BEIRUT — A U.N.-backed court indicted at least one senior Hezbollah member and three other suspects Thursday in the 2005 assassination of former Lebanese Prime Minister Rafik Hariri, a Lebanese official said.
Many fear the implication of Hezbollah could plunge the country into a new and violent crisis. The truck bombing that killed Hariri six years ago transformed this tiny Arab nation and brought down its government earlier this year.

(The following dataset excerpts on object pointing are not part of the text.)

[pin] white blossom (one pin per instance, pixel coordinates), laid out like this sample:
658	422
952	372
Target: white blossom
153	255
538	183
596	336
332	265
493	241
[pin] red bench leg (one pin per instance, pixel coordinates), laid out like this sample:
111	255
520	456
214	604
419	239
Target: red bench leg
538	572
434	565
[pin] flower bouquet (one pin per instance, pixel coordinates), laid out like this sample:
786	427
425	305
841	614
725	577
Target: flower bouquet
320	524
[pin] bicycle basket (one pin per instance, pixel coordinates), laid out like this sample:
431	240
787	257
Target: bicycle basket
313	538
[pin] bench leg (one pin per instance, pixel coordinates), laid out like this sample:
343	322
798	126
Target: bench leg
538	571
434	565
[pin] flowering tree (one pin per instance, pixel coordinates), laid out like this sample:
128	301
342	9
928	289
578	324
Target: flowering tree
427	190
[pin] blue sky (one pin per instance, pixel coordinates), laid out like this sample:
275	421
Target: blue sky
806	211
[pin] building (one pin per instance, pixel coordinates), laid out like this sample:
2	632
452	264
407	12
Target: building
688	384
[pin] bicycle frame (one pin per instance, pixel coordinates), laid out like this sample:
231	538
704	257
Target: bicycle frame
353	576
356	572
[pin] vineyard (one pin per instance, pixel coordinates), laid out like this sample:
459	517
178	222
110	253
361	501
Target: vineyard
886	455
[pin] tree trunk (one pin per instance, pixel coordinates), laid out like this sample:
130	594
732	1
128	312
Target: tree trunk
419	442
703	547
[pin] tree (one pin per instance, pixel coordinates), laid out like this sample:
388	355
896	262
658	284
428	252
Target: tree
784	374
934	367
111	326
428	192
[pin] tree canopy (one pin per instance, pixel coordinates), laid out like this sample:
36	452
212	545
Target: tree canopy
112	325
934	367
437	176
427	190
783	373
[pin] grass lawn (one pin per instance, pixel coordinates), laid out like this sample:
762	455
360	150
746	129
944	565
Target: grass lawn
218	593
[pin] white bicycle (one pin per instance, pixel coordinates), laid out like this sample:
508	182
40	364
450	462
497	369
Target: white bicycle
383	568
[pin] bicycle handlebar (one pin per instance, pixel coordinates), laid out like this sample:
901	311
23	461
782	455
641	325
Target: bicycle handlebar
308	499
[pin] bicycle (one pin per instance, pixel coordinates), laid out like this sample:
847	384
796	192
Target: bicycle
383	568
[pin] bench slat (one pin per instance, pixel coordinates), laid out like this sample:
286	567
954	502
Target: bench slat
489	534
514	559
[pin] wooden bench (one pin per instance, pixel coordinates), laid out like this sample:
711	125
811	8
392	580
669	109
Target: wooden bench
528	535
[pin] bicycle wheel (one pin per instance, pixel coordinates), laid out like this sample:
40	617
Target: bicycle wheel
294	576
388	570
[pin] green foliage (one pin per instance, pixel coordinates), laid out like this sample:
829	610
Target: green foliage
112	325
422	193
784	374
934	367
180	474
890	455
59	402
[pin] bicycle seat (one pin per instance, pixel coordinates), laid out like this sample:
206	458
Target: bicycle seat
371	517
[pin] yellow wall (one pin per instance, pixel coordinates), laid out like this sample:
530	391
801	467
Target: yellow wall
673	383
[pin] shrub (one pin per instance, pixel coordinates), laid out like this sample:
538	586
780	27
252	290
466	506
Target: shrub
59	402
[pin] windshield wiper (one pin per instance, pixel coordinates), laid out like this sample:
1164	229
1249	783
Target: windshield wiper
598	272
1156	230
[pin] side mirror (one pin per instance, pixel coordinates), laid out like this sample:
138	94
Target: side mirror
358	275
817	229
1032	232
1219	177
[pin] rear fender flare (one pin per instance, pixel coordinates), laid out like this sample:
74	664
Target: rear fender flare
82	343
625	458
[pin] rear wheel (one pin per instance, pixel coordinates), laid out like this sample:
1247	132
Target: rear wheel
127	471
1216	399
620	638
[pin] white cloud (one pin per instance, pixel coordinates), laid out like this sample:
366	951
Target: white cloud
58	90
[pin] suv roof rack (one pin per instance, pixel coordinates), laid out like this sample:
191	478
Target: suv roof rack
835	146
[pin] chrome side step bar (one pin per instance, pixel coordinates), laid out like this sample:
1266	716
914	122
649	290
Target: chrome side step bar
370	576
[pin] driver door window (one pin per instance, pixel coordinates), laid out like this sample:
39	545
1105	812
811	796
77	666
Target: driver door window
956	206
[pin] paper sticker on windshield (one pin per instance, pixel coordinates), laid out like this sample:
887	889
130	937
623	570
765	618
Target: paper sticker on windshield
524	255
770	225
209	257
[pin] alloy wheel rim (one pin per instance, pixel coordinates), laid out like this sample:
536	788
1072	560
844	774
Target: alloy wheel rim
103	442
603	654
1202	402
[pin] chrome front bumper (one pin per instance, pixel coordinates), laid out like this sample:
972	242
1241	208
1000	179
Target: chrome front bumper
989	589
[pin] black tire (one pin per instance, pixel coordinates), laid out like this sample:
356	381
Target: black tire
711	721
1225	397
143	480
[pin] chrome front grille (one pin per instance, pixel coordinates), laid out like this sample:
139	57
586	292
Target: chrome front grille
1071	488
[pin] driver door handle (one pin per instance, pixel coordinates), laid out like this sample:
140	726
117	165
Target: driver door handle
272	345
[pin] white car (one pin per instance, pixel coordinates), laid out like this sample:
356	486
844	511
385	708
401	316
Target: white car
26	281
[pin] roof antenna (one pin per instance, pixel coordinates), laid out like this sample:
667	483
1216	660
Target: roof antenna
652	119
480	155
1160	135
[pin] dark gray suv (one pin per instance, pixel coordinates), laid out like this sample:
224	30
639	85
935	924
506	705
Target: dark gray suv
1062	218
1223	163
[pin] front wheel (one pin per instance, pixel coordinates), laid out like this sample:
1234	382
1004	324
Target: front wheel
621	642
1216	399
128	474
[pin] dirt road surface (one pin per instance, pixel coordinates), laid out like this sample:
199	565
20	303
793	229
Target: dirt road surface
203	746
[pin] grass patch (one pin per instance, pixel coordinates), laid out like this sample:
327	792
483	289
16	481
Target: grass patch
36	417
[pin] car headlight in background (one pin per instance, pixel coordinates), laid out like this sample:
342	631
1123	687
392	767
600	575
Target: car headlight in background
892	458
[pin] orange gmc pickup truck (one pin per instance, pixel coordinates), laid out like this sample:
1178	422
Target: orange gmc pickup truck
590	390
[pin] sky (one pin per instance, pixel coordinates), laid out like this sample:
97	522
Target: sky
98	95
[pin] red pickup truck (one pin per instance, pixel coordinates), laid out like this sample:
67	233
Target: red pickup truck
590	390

An international tribunal issued the indictments and arrest warrants Thursday without releasing the names of the accused. But a Lebanese judicial official who saw the arrest warrants read the names to The Associated Press, requesting anonymity because of the sensitivity of the matter.
The U.N.-backed Hariri tribunal had long been expected to accuse members of Hezbollah — something the Iranian-backed militant group has insisted it will not accept. Lebanon recently formed a new government that gave Hezbollah unprecedented political power.
There have been lingering fears that tensions over the tribunal could lead to street protests and a new crisis in a country where stability has long been shaky.
Lebanese authorities now have 30 days to serve the indictments on suspects or execute arrest warrants. If they fail, the court can then order the indictment published and advertised in local media.
Hezbollah had no immediate comment.
Hariri, 60 years old at the time, was among 23 people killed in the blast.
“The Lebanese government should commit to full cooperation with the international court, and not run away from detaining the suspects and hand them over to justice which is the guarantee to democracy and stability,” Saad Hariri’s office said.
Saad Hariri also served as Lebanon’s prime minister. But he was forced from office in January, when Hezbollah and its allies toppled his government in a conflict over the tribunal. Hezbollah, which is also backed by Syria, fiercely denies any role in the killing and says the tribunal is a conspiracy by Israel and the United States.
The dispute over the court encapsulates Lebanon’s most explosive conflicts: the role of Hezbollah, the country’s most powerful political and military force; the country’s dark history of sectarian divisions and violence; and Lebanon’s fraught relationship with neighboring Syria.
The indictment raises concerns of a possible resurgence of violence that has bedeviled this tiny Arab country of 4 million people for years, including a devastating 1975-1990 civil war and sectarian battles between Sunnis and Shiites in 2008.